Architetti, costruttori e urbanisti stanno cambiando il loro approccio alla costruzione di edifici e città in modo da ospitare le nuove abitudini dei nomadi che vi ci abitano.
Gli attivisti sfruttano questa nuova ubiquità per migliorare il mondo preoccupandosi di quali possano essere gli effetti degli stessi strumenti adottati dai loro antagonisti.
I linguisti analizzano come questi nuovi cambiamenti influenzano il linguaggio stesso, e quindi il pensiero.

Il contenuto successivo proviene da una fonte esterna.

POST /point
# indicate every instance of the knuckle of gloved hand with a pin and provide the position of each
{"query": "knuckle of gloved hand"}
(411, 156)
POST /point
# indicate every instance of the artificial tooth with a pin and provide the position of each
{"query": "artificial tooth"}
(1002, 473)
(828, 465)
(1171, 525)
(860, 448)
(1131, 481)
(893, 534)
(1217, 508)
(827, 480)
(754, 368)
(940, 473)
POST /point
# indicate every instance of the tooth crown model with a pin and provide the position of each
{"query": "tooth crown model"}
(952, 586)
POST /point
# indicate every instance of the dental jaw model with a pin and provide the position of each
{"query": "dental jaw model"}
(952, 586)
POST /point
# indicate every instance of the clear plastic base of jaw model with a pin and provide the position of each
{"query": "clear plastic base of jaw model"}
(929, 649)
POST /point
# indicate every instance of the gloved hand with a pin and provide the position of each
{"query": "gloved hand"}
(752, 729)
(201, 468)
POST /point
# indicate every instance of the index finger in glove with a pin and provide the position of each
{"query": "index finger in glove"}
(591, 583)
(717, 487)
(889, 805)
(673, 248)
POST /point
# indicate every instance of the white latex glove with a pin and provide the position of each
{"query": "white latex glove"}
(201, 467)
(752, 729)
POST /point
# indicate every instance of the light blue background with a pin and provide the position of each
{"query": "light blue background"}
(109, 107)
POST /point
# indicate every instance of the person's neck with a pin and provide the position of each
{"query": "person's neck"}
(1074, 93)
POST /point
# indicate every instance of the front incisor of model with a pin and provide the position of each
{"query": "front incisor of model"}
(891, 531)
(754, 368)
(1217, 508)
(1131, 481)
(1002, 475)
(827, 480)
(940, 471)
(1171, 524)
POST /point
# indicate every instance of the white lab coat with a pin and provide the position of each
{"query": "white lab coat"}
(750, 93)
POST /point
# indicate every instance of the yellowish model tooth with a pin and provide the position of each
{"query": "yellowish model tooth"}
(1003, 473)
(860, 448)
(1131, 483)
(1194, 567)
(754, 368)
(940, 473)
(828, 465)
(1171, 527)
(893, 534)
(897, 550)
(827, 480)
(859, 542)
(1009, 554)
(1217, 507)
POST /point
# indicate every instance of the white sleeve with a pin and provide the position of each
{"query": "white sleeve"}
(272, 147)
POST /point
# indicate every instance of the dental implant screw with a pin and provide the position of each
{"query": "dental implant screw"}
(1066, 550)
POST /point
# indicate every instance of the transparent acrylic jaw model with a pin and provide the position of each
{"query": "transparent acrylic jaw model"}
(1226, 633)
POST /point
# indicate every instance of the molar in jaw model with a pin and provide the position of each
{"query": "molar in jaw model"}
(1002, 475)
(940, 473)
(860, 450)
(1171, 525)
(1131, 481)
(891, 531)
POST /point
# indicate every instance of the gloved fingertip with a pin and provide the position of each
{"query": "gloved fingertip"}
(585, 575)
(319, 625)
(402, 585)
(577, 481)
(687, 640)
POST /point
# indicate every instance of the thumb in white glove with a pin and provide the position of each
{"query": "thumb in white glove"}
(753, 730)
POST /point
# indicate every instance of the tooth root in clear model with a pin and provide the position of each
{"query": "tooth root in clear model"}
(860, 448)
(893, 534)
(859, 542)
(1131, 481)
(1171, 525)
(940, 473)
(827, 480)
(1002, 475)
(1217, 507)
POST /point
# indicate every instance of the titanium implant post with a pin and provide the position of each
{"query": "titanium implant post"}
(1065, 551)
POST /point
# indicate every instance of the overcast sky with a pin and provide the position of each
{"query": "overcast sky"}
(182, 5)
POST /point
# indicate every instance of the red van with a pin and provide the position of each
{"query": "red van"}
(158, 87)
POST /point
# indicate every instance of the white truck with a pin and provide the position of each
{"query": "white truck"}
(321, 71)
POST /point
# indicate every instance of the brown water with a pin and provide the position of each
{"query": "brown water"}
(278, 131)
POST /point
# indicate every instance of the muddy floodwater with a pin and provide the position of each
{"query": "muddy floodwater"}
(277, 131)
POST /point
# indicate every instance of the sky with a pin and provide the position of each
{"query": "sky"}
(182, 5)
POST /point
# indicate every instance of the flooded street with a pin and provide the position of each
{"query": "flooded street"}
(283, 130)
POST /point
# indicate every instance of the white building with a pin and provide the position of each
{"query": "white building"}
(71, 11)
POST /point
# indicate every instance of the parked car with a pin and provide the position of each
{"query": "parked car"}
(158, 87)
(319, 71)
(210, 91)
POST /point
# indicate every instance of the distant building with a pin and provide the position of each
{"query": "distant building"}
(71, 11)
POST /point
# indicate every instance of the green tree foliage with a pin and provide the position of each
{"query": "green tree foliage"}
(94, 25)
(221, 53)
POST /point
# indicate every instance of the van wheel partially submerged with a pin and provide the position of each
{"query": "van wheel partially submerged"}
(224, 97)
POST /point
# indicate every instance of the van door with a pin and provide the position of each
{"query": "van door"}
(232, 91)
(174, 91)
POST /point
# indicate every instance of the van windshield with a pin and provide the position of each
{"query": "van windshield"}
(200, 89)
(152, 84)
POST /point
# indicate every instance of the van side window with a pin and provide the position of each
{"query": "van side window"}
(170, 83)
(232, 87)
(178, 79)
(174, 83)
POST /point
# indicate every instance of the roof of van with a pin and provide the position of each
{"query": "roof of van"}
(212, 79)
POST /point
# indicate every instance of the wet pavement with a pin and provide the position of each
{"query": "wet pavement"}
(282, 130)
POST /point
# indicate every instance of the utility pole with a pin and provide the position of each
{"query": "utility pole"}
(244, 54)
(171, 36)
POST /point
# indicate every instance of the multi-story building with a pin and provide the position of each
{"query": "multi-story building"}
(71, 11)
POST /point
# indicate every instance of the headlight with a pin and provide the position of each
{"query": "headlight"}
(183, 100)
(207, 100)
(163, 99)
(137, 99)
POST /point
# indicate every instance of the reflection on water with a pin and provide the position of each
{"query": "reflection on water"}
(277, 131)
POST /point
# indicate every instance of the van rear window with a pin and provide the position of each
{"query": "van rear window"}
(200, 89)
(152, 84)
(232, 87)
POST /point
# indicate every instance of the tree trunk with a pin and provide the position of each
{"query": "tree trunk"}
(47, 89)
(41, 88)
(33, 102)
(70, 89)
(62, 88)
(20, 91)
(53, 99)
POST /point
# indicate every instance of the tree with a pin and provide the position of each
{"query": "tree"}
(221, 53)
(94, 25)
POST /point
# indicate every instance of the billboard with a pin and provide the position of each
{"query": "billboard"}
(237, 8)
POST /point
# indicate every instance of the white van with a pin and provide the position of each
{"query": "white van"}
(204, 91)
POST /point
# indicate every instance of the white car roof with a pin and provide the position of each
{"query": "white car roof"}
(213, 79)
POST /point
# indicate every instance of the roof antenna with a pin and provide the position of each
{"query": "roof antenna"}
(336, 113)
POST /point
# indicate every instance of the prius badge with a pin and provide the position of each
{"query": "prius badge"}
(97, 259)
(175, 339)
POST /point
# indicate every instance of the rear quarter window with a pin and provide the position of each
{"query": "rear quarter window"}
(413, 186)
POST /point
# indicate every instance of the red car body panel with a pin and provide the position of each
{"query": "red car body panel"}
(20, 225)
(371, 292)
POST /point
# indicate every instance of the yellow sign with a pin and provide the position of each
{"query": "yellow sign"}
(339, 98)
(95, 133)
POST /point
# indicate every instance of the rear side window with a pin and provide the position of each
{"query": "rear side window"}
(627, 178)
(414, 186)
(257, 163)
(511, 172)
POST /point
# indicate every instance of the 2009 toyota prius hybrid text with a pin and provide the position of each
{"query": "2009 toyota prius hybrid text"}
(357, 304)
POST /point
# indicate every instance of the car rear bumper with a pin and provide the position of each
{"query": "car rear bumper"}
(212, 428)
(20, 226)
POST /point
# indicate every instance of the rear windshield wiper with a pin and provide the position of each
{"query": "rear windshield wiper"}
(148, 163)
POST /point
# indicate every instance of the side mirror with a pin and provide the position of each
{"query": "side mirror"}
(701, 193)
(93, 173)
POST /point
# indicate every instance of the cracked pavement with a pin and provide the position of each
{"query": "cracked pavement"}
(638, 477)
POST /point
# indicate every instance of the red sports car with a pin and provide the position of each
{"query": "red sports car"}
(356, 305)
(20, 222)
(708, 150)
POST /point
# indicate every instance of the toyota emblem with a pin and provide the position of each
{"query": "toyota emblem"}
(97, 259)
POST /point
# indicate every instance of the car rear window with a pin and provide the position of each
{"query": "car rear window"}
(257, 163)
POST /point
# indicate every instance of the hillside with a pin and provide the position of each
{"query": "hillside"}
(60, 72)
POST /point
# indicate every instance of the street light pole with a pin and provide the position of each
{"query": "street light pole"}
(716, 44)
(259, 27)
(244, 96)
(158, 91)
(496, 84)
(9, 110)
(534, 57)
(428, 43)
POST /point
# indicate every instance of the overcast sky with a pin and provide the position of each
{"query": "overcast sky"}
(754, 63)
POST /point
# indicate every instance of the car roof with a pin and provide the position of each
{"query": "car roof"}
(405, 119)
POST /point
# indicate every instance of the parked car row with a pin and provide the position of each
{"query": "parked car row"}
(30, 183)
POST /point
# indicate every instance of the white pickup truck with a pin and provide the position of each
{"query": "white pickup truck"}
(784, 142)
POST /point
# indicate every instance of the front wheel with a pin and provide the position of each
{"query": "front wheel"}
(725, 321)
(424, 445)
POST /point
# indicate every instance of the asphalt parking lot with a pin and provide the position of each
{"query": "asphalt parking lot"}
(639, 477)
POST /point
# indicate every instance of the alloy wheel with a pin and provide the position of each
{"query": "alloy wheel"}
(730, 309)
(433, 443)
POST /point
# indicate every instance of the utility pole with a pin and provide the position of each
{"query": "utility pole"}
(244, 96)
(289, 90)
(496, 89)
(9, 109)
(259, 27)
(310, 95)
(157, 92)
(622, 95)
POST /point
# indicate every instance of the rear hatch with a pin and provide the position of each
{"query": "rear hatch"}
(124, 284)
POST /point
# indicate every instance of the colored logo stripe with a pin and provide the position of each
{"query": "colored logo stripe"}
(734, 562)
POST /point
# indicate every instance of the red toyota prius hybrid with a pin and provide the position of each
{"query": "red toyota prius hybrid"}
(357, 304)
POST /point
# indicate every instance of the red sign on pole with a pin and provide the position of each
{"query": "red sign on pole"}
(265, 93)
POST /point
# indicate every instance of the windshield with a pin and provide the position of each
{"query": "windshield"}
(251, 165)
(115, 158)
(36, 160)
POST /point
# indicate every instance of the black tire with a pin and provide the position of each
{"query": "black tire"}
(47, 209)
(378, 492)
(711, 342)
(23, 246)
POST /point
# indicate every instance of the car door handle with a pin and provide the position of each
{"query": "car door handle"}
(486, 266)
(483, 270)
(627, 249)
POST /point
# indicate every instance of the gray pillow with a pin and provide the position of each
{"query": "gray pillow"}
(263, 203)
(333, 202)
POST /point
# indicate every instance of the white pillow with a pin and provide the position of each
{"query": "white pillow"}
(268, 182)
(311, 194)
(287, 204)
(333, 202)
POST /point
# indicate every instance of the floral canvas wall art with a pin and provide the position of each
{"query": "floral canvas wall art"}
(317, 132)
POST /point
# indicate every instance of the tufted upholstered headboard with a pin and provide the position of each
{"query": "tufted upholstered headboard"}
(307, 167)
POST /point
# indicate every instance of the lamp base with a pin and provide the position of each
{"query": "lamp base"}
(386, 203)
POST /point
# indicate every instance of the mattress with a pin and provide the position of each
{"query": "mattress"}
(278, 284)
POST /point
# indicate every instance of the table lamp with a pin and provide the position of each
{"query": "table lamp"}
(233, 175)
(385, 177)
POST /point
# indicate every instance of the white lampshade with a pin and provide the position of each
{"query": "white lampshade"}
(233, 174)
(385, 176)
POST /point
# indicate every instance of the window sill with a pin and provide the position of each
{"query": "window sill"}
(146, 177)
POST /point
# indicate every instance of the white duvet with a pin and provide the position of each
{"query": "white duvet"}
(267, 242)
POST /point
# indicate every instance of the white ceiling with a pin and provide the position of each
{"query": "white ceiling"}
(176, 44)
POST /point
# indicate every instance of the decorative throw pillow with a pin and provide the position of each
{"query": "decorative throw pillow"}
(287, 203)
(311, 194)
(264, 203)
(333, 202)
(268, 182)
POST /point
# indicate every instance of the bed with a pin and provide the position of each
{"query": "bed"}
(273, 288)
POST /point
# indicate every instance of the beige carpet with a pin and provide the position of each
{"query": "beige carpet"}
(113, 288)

Dobbiamo quindi prepararci ad ulteriori nuove abitudini, ad un nuovo rapporto con il tempo, con lo spazio e con il concetto di presenza. Tutto questo viene definito dalla tecnologia che ne circoscrive i limiti e le potenzialità.

Nel loro complesso tutti questi cambiamenti ci confermano, finalmente, la fusione storica di due tecnologie che hanno già dimostrato di essere rivoluzionarie. Il telefono cellulare ha cambiato il mondo, diventando onnipresente tanto nei paesi ricchi quanto in quelli poveri. E Internet, che ha toccato principalmente i paesi ricchi, ma sta arrivando (tramite i dispositivi mobili) anche in quelli più poveri. Questo nuovo mondo ha già cambiato il modo in cui la gente fa acquisti, si relaziona con la propria banca, ascolta musica, si informa o socializza.
E tutto questo non è stato vissuto come uno shock dalle generazioni più vecchie che invece si sono adattate progressivamente senza accorgersene.

La cosa più straordinaria è, e sarà ancora di più, l’assenza di competenze tecniche. Le tecnologie diventano più semplici e usabili e grazie anche alle tecnologie indossabili, molto più personali. Non abbiamo bisogno di capire come funziona qualcosa. È il risultato che conta. Sono le connessioni umane che oggi prendono il sopravvento rispetto alla tecnologia che le abilita.
E forse aveva ragione Sigmund Freud, “Arbeiten und lieben”: gli esseri umani in buona salute, per rimanere tali, hanno solo bisogno di amare e lavorare. Il modo con cui questo avviene è quindi trasparente e quello che diventa sempre più interessante non ha tanto radici tecnologiche, ma sociali e antropologiche.